There’s likely no better guide to a farmers market than Baxter. He genuinely loves helping newbies or fledgling cooks navigate unfamiliar produce or recipes: “I like to chat with people and point them at interesting items,” he says.
Baxter’s farmers market tips:
Take a walk.
His advice for when you first arrive: start by simply taking a lap or two around to see what’s available and what looks fun or interesting. Then, he says, dive into a booth or a stand and talk to the vendors. The vendors have first-hand knowledge of what produce or product is at its peak. “Ask them what they like,” Baxter says.
Flowers, as well as fruits and vegetables, are some of the treasures you can take home.
The farmers and other vendors do what they do because it’s their passion, and they love sharing their knowledge, he says: “Don’t be shy. If you see something different, ask how to fix it. Ask for a recipe.”

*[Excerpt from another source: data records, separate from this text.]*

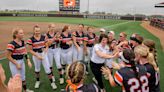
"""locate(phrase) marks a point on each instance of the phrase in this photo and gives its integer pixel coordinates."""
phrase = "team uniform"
(85, 88)
(90, 44)
(54, 51)
(66, 49)
(78, 55)
(18, 52)
(153, 79)
(109, 61)
(121, 48)
(126, 78)
(38, 47)
(97, 62)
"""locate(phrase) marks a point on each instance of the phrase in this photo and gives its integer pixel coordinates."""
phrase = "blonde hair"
(76, 72)
(15, 31)
(143, 51)
(3, 87)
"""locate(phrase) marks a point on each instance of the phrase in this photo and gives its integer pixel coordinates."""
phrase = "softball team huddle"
(75, 52)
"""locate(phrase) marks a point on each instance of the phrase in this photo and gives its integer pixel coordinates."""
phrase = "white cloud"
(114, 6)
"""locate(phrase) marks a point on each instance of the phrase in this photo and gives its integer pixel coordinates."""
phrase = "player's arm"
(103, 55)
(106, 71)
(85, 45)
(74, 41)
(8, 55)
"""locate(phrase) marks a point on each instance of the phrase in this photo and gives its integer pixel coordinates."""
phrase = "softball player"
(144, 57)
(16, 50)
(38, 48)
(78, 40)
(54, 50)
(89, 41)
(66, 46)
(132, 78)
(76, 74)
(99, 55)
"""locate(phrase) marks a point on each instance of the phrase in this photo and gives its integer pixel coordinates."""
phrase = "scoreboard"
(69, 5)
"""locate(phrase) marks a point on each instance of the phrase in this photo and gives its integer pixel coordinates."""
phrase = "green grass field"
(116, 25)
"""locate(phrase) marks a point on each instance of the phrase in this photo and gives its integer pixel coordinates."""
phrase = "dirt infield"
(6, 30)
(155, 31)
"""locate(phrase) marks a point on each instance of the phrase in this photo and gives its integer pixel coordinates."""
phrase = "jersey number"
(135, 84)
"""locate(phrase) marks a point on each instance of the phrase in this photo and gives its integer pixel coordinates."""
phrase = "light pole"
(88, 7)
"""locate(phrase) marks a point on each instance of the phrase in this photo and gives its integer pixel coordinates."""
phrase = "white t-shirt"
(95, 58)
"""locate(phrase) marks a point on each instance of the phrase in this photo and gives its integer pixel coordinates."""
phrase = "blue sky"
(113, 6)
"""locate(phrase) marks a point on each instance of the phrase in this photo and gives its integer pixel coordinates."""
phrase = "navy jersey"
(37, 45)
(153, 78)
(90, 40)
(79, 37)
(55, 42)
(18, 51)
(126, 78)
(64, 39)
(86, 88)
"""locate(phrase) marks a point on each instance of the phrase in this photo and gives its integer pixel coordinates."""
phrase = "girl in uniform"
(78, 40)
(16, 51)
(99, 56)
(76, 75)
(54, 50)
(144, 57)
(38, 48)
(131, 77)
(66, 46)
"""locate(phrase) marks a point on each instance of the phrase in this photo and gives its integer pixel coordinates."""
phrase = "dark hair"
(65, 28)
(103, 36)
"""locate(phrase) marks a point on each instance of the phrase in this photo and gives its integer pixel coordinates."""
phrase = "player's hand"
(85, 51)
(105, 70)
(18, 66)
(15, 84)
(29, 63)
(78, 49)
(40, 57)
(115, 65)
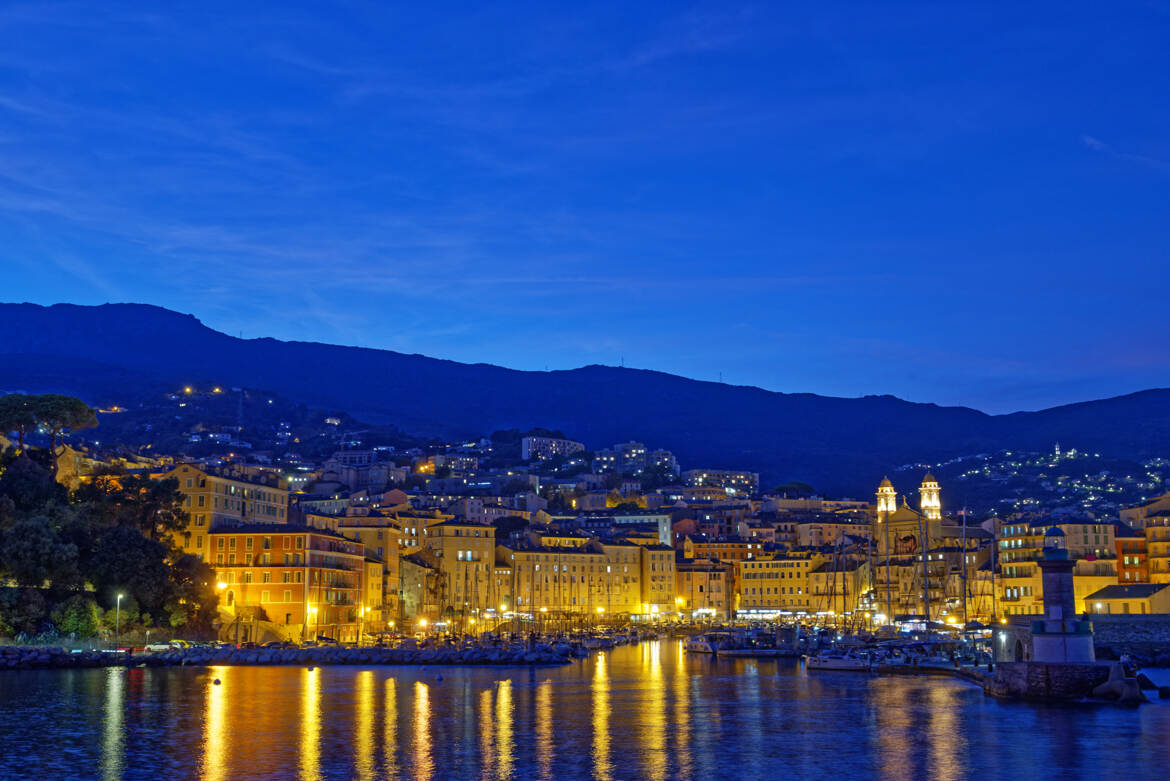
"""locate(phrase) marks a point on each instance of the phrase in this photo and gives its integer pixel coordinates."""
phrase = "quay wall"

Don’t be afraid to bargain.
Don’t try this if you’re buying, say, just a few boxes of berries. But if you’re getting your jam on and want to buy three flats, there’s no harm in asking nicely if you can get a bit knocked off the price.
Be open.
Got a recipe you want to try? If you can’t find the exact produce you need for it at the market, don’t panic. In most cases, there is a substitute, and if you ask vendors for their opinions, in most cases they’ll be happy to advise. “Don’t be afraid!” Baxter says. When it comes to veggies, the more adventurous the better. Bok choy, for example, is typically used in Asian dishes, but can be a tasty addition to Mediterranean recipes calling for leafy greens.
Most importantly, just be flexible.
“Come with an open heart and an open mind,” Baxter advises. So take Baxter’s advice and head to your local farmers market before the summer ends. Enjoy those fresh veggies and get creative in the kitchen!